During my junior year of college I took a creative writing class. We were getting ready to read and critique our first round of student work when the instructor gave the rule: when you are receiving feedback, don’t speak.

We were a bunch of undergrads. We loved to issue disclaimers, qualify, defend, fight, whatever else we could do to keep our budding writer egos fresh. Unsurprisingly, most of the class didn’t follow this rule. But I figured I’d try it.

I received a whole slew of suggestions and criticisms, many of which made me want to stand up and yell “Objection!” However, I heeded the instructor’s advice, saying nothing but “Thank you,” when the reviewers finished. I even took notes on everything they said whether or not I liked it.

The impact wasn’t immediate. The first time I looked over my notes, my mind was swimming with its own counter-criticisms of “They don’t know what they’re talking about,” “They don’t understand my greatness,” ad nauseam. But after getting some distance from the comments, I realized many of them were true. Some of my best and most drastic revisions came from those comments I initially didn’t want to hear.
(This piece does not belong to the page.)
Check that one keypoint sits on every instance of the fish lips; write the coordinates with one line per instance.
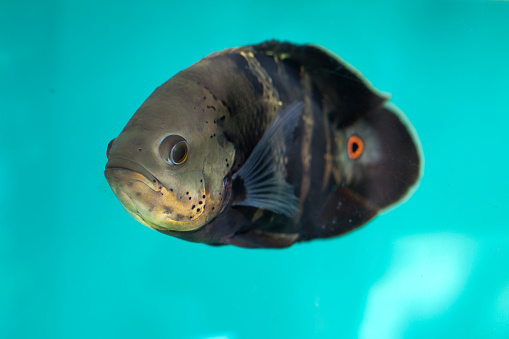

This lesson is invaluable to all writers, fiction or otherwise. Writing may be a solitary act, but it is not a solitary process. We need the criticism of others for our work to grow, and we need to be gracious and humble enough to accept it.
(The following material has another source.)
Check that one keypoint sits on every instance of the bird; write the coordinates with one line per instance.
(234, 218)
It can be difficult, of course. We invest so much time and effort into our writing and imbue within it so much of ourselves. But refusing to accept criticism (or worse, fighting every piece of criticism you receive) only prohibits you from becoming a better writer. So if you’re sitting in a critique group and someone tells you something about your work you don’t want to hear, just say “Thank you.” If you don’t mean it at the time, you will later.